C# Soutien/Tutoring TP – SetLoader
- Skeleton
.set
format- Lines Reader + Filter
- Stage 2: Expanding
- Stage 3: Transformation
- Stage 4: Generic Transformation
This mini-subject intends to give you an example of how to use and why use some of the features we showed you.
In this subject, we will go over:
- File I/O
- Functions as parameter
- Genericity
- Sets
The goal of this subject is to implement a program that parses .set
files and fills a HashSet
with it.
Skeleton
Here is the basic scaffolding for this TP:
public static class SetParser
{
// ========================================
// STAGE 1
// ========================================
public static List<String> LoadAndFilterLines(string path)
{
// FIXME
throw new NotImplementedException();
}
// ========================================
// STAGE 2
// ========================================
public static List<string> LoadAndExpand(string filePath)
{
// FIXME
throw new NotImplementedException();
}
// ========================================
// STAGE 3
// ========================================
public static HashSet<string> LinesToSet(List<string> lines)
{
// FIXME
throw new NotImplementedException();
}
public static HashSet<string> LoadStringSet(string filePath)
{
// FIXME
throw new NotImplementedException();
}
// ========================================
// STAGE 4
// ========================================
public static HashSet<T> LinesToSet<T>(List<string> lines, Func<string, T> transformer)
{
// FIXME
throw new NotImplementedException();
}
public static HashSet<T> LoadSet<T>(string filePath)
{
// FIXME
throw new NotImplementedException();
}
}
.set
format
This subject uses a fictional file type called the dot-set format.

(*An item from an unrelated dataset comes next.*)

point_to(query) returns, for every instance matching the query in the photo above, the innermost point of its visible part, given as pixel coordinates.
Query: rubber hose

The dot-set format is used to represent sets. The format is:
- All elements are made of non-special ASCII characters (A-Z, a-z, 0-9, all basic punctuation)
- One element per line. Line breaks can be either
\r\n
(Windows format) or\n
. A parser must handle both.- Empty lines must be ignored
- Lines that immediately start with a
#
must be ignored: they represent comments, except in the following cases.- Lines that start with
#=
represent a file import: those must not be ignored.
- Lines that start with
- Space and tabs characters at the beginning of a line must be ignored, e.g.
\t \t hello
must be considered as justhello
.
- Elements can be turned into any value. The transformation process is up to the implementation.
- Duplicated values (i.e. elements that lead to the same value) must be ignored (i.e. only add them once).
- If an element starts with
#=
, it must be processed specially. Read the file with the path next to the#=
, relative to the location of the current file and append all of its values into the set we are currently constructing. If a file is designated twice, it must be imported only once.
Here is an example:
Matthieu
Paul
Thomas
# I am a comment
Zoroark
Cobaltarrena
Qwarks
Zoroark
Cobaltarrena
Qwarks
In the end, we should get a set containing six values: Matthieu, Paul, Thomas, Zoroark, Cobatlarrena and Qwarks.
Lines Reader + Filter
This function will be responsible for reading our file and excluding lines we’re not interested in.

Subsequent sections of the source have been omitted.